The reason why I sought Insight Terminal Solutions as a Zennie62Media content client was that I’ve lived with the OBOT project going back to 1988, when the Port of Oakland first (at least for me) started talking about the need for a bulk marine terminal. And then, in 1991, a deepwater bulk terminal was selected as an economic priority for Oakland. Moreover, the 1996 Seaport Plan For the San Francisco Bay Area called for seven new bulk terminal berths by 2020. And over the years, I’ve seen Oakland first seemingly primed to focus on the objective of building OBOT, only to suddenly and seemingly inexplicably change its mind.
Add in Oakland City Attorney Barbara Parker’s statement that the City of Oakland wasn’t aware of coal in the project until 2015, when they were the ones who found it via the Tioga Study in 2011, and that was the last straw for me.

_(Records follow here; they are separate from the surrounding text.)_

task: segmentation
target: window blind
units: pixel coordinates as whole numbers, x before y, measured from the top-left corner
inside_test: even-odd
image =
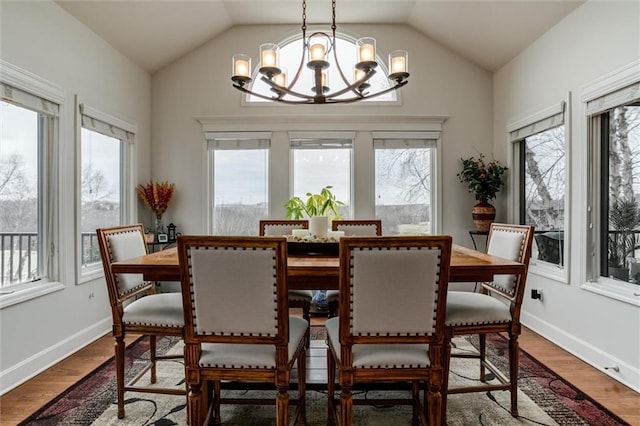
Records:
[[[133,143],[137,126],[117,117],[80,104],[82,127],[106,136]]]
[[[562,101],[559,105],[508,125],[509,140],[511,142],[520,141],[536,133],[563,125],[566,104],[565,101]]]

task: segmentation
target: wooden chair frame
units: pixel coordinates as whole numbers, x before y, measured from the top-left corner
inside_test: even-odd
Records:
[[[346,226],[375,226],[375,235],[382,235],[382,220],[380,219],[334,219],[331,221],[331,230],[339,231],[342,225]],[[349,236],[349,235],[345,235]]]
[[[96,230],[100,254],[102,256],[102,266],[104,269],[104,277],[107,283],[107,292],[109,294],[109,302],[111,304],[111,315],[113,318],[112,333],[115,339],[115,361],[116,361],[116,387],[118,400],[118,418],[121,419],[125,415],[124,410],[124,394],[125,392],[143,392],[158,393],[168,395],[186,395],[186,390],[175,388],[158,388],[137,386],[137,382],[147,371],[151,372],[151,383],[156,382],[156,364],[161,360],[175,360],[182,358],[182,355],[159,356],[156,354],[156,339],[162,336],[175,336],[182,338],[184,329],[180,327],[170,326],[154,326],[140,324],[125,324],[123,321],[124,306],[140,297],[153,297],[156,294],[155,283],[144,282],[140,278],[140,285],[131,291],[122,294],[118,288],[118,274],[111,270],[111,263],[114,262],[113,252],[110,245],[110,237],[115,234],[135,233],[140,234],[140,240],[145,248],[147,245],[144,241],[144,227],[141,224],[125,225],[109,228],[100,228]],[[149,337],[150,362],[136,377],[125,383],[125,336],[127,333],[139,333]]]
[[[497,295],[505,299],[509,303],[509,311],[511,313],[511,321],[505,323],[495,324],[469,324],[469,325],[447,325],[446,333],[449,339],[454,336],[478,334],[479,353],[478,354],[455,354],[451,355],[451,347],[447,348],[449,356],[446,357],[447,362],[450,361],[450,357],[458,358],[474,358],[478,359],[480,363],[480,381],[483,384],[477,386],[464,386],[458,388],[448,387],[448,377],[446,378],[447,393],[459,394],[470,392],[487,392],[493,390],[508,390],[511,396],[511,415],[518,416],[518,362],[519,362],[519,344],[518,336],[521,332],[520,325],[520,308],[522,306],[522,299],[524,297],[525,284],[527,281],[527,272],[529,266],[529,260],[531,258],[531,245],[533,242],[534,228],[527,225],[511,225],[502,223],[492,223],[487,240],[487,246],[491,242],[491,237],[496,231],[517,232],[523,234],[522,245],[520,247],[520,255],[518,261],[527,265],[527,270],[522,275],[515,277],[515,284],[513,292],[508,292],[504,288],[495,285],[493,282],[483,282],[480,286],[480,293],[491,297]],[[507,333],[509,336],[509,377],[506,377],[495,365],[486,359],[486,335],[488,333]],[[447,371],[449,365],[447,365]],[[486,383],[487,374],[486,370],[489,370],[498,379],[498,384]],[[443,412],[446,414],[446,398],[443,399],[444,406]]]
[[[289,354],[289,302],[287,297],[287,264],[286,239],[284,237],[223,237],[223,236],[179,236],[178,257],[180,262],[181,285],[185,312],[185,365],[186,380],[189,387],[188,411],[191,425],[200,426],[213,421],[220,423],[220,404],[275,404],[278,426],[288,424],[289,404],[296,404],[295,421],[305,424],[305,392],[306,392],[306,346],[305,339],[294,349],[294,356]],[[238,335],[231,333],[198,333],[194,322],[195,308],[192,300],[192,270],[190,263],[193,248],[225,248],[233,247],[239,252],[243,249],[273,249],[274,277],[276,281],[277,334],[273,336]],[[249,266],[248,266],[249,267]],[[251,302],[248,302],[249,310]],[[308,333],[308,323],[306,328]],[[275,367],[206,366],[200,365],[203,343],[273,345],[275,346]],[[298,367],[299,399],[290,400],[289,385],[294,363]],[[274,399],[224,399],[221,398],[221,382],[263,382],[273,383],[277,390]],[[210,383],[211,382],[211,383]],[[213,389],[210,388],[211,384]],[[210,391],[213,390],[211,393]],[[206,396],[206,403],[205,403]]]
[[[381,219],[335,219],[331,222],[331,230],[339,231],[341,225],[347,226],[375,226],[375,235],[382,235]],[[349,235],[346,235],[349,236]],[[338,292],[336,290],[327,291],[327,305],[329,307],[329,318],[338,315]]]
[[[327,395],[328,423],[348,426],[352,422],[353,405],[358,404],[411,404],[413,406],[413,423],[423,425],[441,425],[444,419],[441,413],[442,399],[446,398],[444,376],[446,361],[444,355],[447,346],[444,330],[446,294],[449,281],[449,264],[451,259],[450,236],[397,236],[397,237],[344,237],[340,242],[340,314],[339,347],[329,342],[327,349]],[[392,251],[403,248],[432,248],[440,251],[438,274],[436,278],[437,301],[434,312],[435,322],[431,333],[375,333],[355,335],[350,329],[353,310],[352,297],[352,250],[390,248]],[[396,283],[389,283],[394,285]],[[444,297],[443,297],[444,296]],[[383,302],[382,302],[383,303]],[[397,315],[394,312],[391,315]],[[400,313],[401,315],[401,313]],[[366,344],[426,344],[429,351],[428,367],[385,366],[385,368],[353,368],[353,345]],[[338,352],[339,351],[339,354]],[[337,362],[337,360],[340,360]],[[335,394],[336,369],[340,385],[340,415],[338,415]],[[371,382],[407,382],[411,383],[410,399],[374,399],[354,401],[351,391],[357,383]],[[419,392],[424,388],[424,402],[420,401]]]
[[[299,226],[298,229],[309,229],[309,221],[306,219],[262,219],[260,220],[259,234],[261,237],[267,235],[265,228],[269,225],[281,225],[281,226]],[[298,293],[302,293],[298,292]],[[289,307],[302,309],[302,318],[311,323],[311,297],[312,294],[309,291],[309,297],[295,297],[290,294]],[[311,333],[307,336],[307,348],[311,344]]]

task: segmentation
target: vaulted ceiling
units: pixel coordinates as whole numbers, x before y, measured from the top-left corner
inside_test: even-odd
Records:
[[[342,24],[406,24],[495,71],[584,0],[337,0]],[[57,0],[153,73],[235,25],[300,24],[301,0]],[[331,20],[330,0],[307,0],[307,23]]]

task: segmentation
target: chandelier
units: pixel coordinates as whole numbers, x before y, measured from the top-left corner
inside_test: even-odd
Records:
[[[257,96],[269,101],[282,102],[287,104],[337,104],[350,103],[363,99],[373,98],[392,90],[397,90],[407,84],[409,77],[408,59],[409,55],[405,50],[395,50],[389,54],[388,76],[391,86],[375,93],[369,93],[367,89],[371,87],[369,80],[376,73],[378,63],[376,62],[376,40],[371,37],[364,37],[356,41],[357,63],[353,70],[353,81],[349,81],[340,68],[338,53],[336,51],[336,0],[331,2],[332,24],[331,35],[325,32],[314,32],[307,37],[307,2],[302,1],[302,55],[300,66],[290,84],[287,84],[287,73],[279,66],[279,46],[273,43],[265,43],[260,46],[260,80],[265,82],[273,95],[266,96],[256,93],[247,86],[251,82],[251,57],[243,54],[233,55],[232,77],[233,87],[241,92]],[[334,62],[338,74],[342,80],[342,87],[329,93],[328,79],[326,71],[330,64],[327,56],[333,54]],[[296,88],[296,83],[302,75],[306,62],[307,68],[313,73],[314,86],[310,93],[303,93]],[[352,96],[344,97],[345,94]],[[286,95],[290,95],[285,99]],[[342,96],[342,97],[341,97]],[[293,99],[291,99],[293,97]]]

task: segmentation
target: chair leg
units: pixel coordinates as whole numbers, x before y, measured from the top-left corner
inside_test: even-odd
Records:
[[[518,362],[520,362],[518,336],[509,337],[509,384],[511,385],[511,415],[518,417]]]
[[[327,348],[327,424],[336,424],[336,363],[331,349]]]
[[[193,426],[200,426],[204,421],[202,413],[202,383],[189,384],[189,397],[188,397],[188,416],[190,424]],[[205,413],[206,415],[206,413]]]
[[[124,336],[115,337],[116,393],[118,397],[118,418],[124,418]]]
[[[487,377],[486,377],[486,368],[484,366],[484,362],[485,362],[484,360],[487,353],[487,335],[480,334],[479,338],[480,338],[480,348],[478,350],[480,352],[480,381],[486,382]]]
[[[278,386],[276,424],[277,426],[287,426],[289,424],[289,389],[287,386]]]
[[[151,383],[155,383],[158,378],[156,375],[156,336],[149,336],[149,358],[151,361]]]

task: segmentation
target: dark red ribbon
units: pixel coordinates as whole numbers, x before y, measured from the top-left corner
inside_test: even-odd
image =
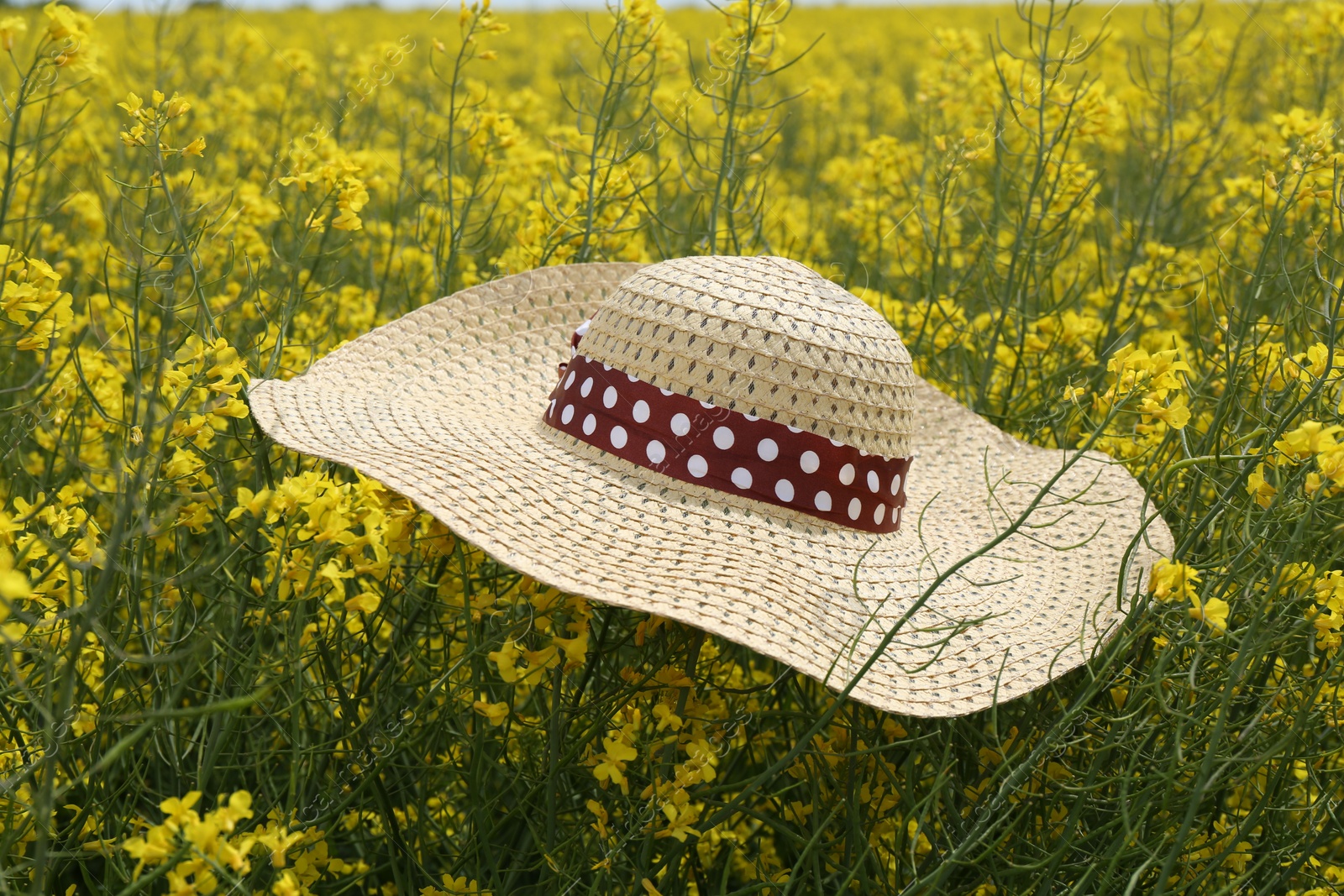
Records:
[[[583,355],[562,365],[544,422],[642,467],[866,532],[895,532],[913,458],[660,390]]]

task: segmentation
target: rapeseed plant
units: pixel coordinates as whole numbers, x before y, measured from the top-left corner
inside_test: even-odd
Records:
[[[0,17],[0,892],[1336,892],[1344,4],[993,15]],[[1089,669],[837,703],[251,424],[444,293],[710,251],[1145,482]]]

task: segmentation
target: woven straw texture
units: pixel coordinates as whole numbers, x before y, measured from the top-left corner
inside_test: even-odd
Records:
[[[1064,455],[921,380],[891,328],[825,283],[784,259],[543,269],[426,305],[293,380],[255,382],[249,402],[277,442],[387,484],[521,572],[699,626],[841,688],[939,572],[1001,532]],[[833,426],[870,451],[911,445],[902,529],[871,535],[739,500],[544,426],[556,364],[594,312],[585,353],[664,388],[712,388],[702,400],[821,434]],[[715,328],[711,352],[698,330]],[[902,625],[852,696],[956,716],[1086,662],[1150,563],[1171,552],[1160,519],[1142,529],[1145,513],[1122,467],[1083,455],[1030,527]]]
[[[891,324],[788,258],[679,258],[630,277],[583,353],[731,411],[909,457],[915,373]]]

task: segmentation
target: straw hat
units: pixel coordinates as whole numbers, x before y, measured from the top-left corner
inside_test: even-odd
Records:
[[[1172,548],[1122,467],[997,430],[919,379],[882,316],[784,258],[505,277],[254,382],[249,402],[277,442],[384,482],[520,572],[836,689],[1058,474],[851,692],[898,713],[968,713],[1082,665]]]

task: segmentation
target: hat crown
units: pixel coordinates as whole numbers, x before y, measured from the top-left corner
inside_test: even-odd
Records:
[[[659,388],[870,454],[911,454],[915,375],[900,336],[788,258],[649,265],[602,302],[579,351]]]

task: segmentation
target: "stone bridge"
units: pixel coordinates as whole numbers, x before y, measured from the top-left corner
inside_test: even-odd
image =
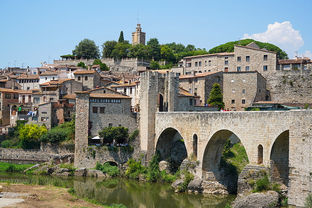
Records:
[[[312,191],[311,130],[311,110],[156,112],[155,139],[148,141],[146,150],[159,150],[164,158],[175,137],[182,137],[188,155],[199,161],[195,174],[222,184],[218,178],[222,150],[234,134],[249,162],[275,168],[278,182],[289,187],[289,203],[303,206]]]

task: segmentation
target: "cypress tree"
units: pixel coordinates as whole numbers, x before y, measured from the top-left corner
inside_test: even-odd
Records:
[[[124,32],[122,31],[120,32],[120,35],[119,35],[119,39],[118,39],[118,43],[123,43],[124,42]]]
[[[225,106],[223,102],[223,94],[221,92],[220,85],[217,83],[215,83],[212,86],[209,98],[207,100],[208,104],[218,105],[219,111],[221,108],[224,108]]]

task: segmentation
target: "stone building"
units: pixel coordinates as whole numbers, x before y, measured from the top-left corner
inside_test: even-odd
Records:
[[[220,85],[221,89],[223,86],[223,74],[222,71],[196,73],[181,75],[179,76],[180,86],[188,90],[188,93],[194,96],[200,97],[199,103],[195,105],[203,106],[207,104],[212,86],[215,83]]]
[[[244,111],[253,103],[265,100],[266,80],[257,71],[223,73],[223,101],[225,108]]]
[[[145,45],[145,35],[146,33],[142,32],[141,24],[138,23],[135,28],[135,31],[132,32],[132,43],[133,45],[137,44]]]

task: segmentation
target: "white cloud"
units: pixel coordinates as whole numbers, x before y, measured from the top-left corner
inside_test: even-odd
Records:
[[[269,25],[265,32],[250,35],[245,33],[242,39],[250,38],[274,44],[285,50],[290,58],[290,54],[298,51],[305,43],[299,32],[299,30],[295,30],[288,21],[282,23],[275,22],[274,24]],[[299,54],[298,56],[300,56]]]

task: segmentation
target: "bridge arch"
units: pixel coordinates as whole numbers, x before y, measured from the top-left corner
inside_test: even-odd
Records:
[[[218,171],[222,151],[227,140],[232,134],[235,134],[239,138],[245,148],[247,156],[250,161],[251,153],[247,150],[247,146],[245,145],[244,141],[241,135],[234,129],[227,126],[220,127],[212,131],[207,143],[203,146],[202,160],[203,171]]]
[[[179,131],[176,128],[167,128],[162,131],[155,141],[155,154],[159,152],[161,160],[165,159],[168,155],[178,154],[179,159],[177,158],[174,162],[176,163],[176,166],[179,166],[183,159],[187,157],[189,151],[188,142],[183,141],[184,140]],[[175,149],[175,145],[178,145],[179,148]]]

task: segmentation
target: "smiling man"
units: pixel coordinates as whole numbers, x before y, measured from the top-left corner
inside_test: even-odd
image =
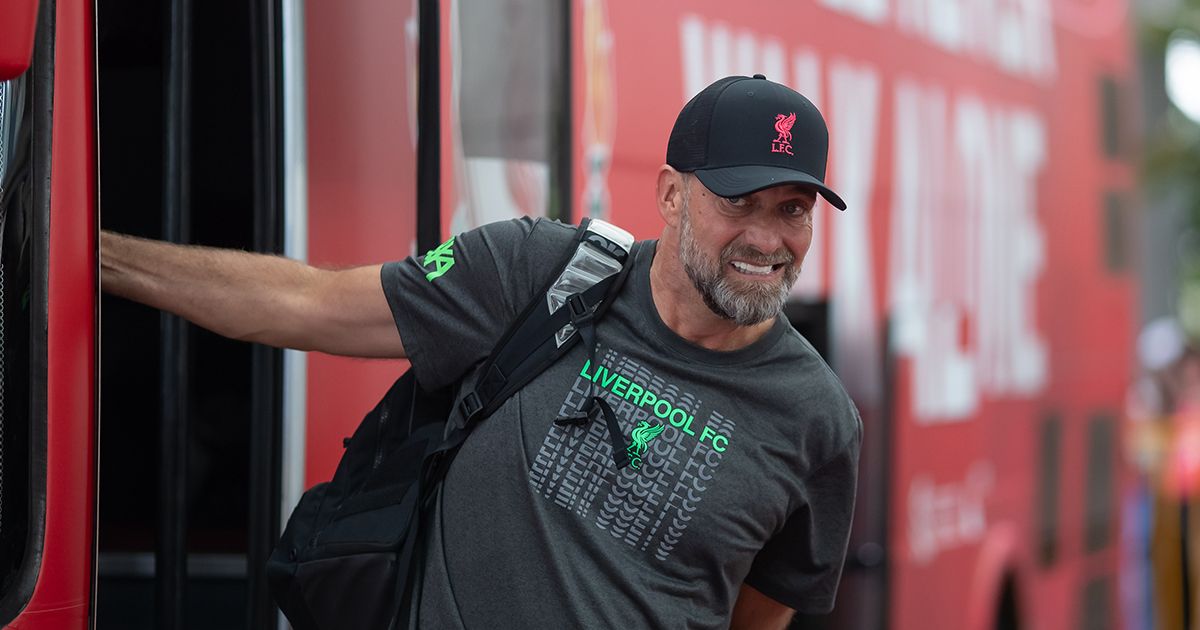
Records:
[[[780,317],[812,239],[828,132],[806,98],[730,77],[679,114],[656,179],[665,227],[577,344],[481,422],[437,497],[421,628],[784,628],[833,607],[862,421]],[[236,338],[407,356],[469,391],[554,272],[570,226],[493,223],[425,257],[319,270],[104,234],[103,287]],[[605,422],[562,425],[596,391]]]

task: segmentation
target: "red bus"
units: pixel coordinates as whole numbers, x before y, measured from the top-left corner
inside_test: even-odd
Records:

The mainstream media was acting like it was bought and paid for by the environmental lobby; some organization charged with getting out the real truth was needed. Enter Zennie62Media, Inc and Oakland News Now.
In closing, the City of Oakland should stop this awful pattern of anti-economic development practices. From not using tax increment financing to save the Kaiser Headquarters Project, to the current failure to call on the Federal Government to get emergency disaster money to it in the wake of the most destructive protests in the city’s history, to the continued spending on the legal fees for fighting Phil Tagami as if it was a drunken sailor, to the loss of the Oakland Raiders and the Golden State Warriors, the City sends the basic message that it does not really know how to create jobs.
And it sends that message at a time when Oaklanders are counting on the City of Oakland to really know what it’s doing. Our very quality of life is taking a giant nose-dive because Oakland’s government is afraid to act, and only knows how to levy taxes, file lawsuits, and stop development. That’s not a formula for economic development success.